The HVAC system capacity also was reduced significantly for MIST, resulting in upfront cost savings. Even more importantly, the lower energy requirements reduced the size of the photo-voltaics needed to run the buildings and achieved a near net-zero result for the site. The demand-based control, even with the impact of the other energy savings approaches, saved about 9,000 megawatt hours for the whole project, or about four megawatts of solar capacity—roughly $20 million of first cost, according to Sharp.

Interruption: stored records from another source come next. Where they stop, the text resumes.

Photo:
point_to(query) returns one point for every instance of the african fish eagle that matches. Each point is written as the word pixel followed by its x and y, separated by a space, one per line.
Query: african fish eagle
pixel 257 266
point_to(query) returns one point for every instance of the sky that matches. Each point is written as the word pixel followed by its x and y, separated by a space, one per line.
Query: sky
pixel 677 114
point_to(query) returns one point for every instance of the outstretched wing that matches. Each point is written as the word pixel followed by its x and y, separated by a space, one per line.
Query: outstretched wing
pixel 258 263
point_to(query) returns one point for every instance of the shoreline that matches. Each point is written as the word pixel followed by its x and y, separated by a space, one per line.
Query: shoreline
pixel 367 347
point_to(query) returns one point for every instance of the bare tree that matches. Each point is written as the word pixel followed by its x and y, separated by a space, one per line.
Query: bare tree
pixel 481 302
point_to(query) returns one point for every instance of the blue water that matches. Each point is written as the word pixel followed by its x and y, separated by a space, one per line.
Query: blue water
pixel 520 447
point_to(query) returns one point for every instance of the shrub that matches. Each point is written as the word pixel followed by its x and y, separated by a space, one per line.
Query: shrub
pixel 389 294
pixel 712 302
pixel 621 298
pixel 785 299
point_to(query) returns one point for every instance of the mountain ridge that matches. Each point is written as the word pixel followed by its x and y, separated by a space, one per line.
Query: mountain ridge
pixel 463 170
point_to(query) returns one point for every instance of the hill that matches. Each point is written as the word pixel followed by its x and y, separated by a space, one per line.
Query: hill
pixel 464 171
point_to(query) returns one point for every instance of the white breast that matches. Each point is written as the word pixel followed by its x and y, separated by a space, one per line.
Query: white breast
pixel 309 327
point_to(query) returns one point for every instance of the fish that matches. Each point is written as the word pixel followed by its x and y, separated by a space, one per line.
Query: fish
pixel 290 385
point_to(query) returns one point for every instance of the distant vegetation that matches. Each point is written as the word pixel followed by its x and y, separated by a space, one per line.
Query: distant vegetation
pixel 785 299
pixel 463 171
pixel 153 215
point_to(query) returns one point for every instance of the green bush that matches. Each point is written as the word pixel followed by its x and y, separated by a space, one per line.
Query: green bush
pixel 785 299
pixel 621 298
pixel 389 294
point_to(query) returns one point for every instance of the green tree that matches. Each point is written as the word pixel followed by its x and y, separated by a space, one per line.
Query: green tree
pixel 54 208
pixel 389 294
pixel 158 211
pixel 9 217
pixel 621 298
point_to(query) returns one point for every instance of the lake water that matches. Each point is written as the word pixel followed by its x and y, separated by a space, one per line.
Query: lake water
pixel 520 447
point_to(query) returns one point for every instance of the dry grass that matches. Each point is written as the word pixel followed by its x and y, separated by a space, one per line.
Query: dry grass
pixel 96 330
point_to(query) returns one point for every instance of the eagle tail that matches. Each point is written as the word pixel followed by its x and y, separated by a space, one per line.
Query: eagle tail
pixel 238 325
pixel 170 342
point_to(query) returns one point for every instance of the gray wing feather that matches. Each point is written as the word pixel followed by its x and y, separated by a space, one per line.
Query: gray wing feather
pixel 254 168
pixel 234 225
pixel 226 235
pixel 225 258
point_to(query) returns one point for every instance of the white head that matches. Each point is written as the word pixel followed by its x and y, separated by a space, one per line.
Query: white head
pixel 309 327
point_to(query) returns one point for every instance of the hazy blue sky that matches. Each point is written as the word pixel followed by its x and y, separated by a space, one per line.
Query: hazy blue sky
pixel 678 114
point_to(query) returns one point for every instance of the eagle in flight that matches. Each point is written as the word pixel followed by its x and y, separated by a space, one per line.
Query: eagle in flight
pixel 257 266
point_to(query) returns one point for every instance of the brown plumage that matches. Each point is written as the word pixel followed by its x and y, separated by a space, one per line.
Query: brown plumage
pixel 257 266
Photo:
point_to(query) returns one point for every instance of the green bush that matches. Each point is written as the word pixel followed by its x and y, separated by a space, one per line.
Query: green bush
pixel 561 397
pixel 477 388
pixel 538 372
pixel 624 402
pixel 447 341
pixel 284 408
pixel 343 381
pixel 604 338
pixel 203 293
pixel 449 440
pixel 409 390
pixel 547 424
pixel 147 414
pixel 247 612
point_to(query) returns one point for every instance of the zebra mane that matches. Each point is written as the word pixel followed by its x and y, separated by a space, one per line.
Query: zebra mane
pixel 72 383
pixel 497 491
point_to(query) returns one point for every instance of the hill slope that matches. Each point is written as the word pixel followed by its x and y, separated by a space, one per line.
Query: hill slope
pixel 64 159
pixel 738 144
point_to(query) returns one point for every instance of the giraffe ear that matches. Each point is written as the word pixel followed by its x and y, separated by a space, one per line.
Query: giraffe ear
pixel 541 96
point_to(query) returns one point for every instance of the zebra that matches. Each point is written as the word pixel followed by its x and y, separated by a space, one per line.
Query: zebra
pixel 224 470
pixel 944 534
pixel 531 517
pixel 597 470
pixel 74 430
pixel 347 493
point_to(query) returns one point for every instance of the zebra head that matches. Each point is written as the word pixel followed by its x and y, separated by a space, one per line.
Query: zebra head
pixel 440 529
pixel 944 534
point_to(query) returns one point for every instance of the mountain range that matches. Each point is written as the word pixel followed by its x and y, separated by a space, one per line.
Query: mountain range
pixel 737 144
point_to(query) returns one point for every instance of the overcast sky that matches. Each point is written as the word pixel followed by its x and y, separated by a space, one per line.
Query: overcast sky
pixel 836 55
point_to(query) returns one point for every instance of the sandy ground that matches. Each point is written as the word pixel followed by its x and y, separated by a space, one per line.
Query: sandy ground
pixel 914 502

This same project in a climate like Boston’s generates a slightly higher reduction in energy—77 percent. The use of demand-based control and a reduction of minimum ACH levels from six to four (when occupied) and two (when unoccupied) achieved a 13 percent reduction in peak HVAC airflow, for an HVAC capital cost savings of $280,000 annually. If chilled beams, a VAV exhaust system, and heat recovery are used along with a demand-based control system operating at two ACH minimum day and night, then the initial cost of the HVAC system, chilled beams, and heat recovery can be reduced by $850,000. Even with the cost of the demand-based control system, this approach generates a first cost reduction of $386,000, notes Sharp
A Paradigm Shift
Low airflow lab design represents a paradigm shift, but the savings are so significant and easily achievable, it should be used as the foundation for efficiency, believes Sharp.
Utilizing these savings measures also allows for more open and flexible lab designs, because you are creating an environment more akin to an office than a lab. And the low airflow designs can be adapted to work in any climate.
“The bottom line is: Do your analysis, make sure each energy-saving concept makes sense for your situation, and then apply it appropriately.”
By Taitia Shelow
This report is based on a presentation Sharp made at Tradeline’s 2014 International Conference on Research Facilities.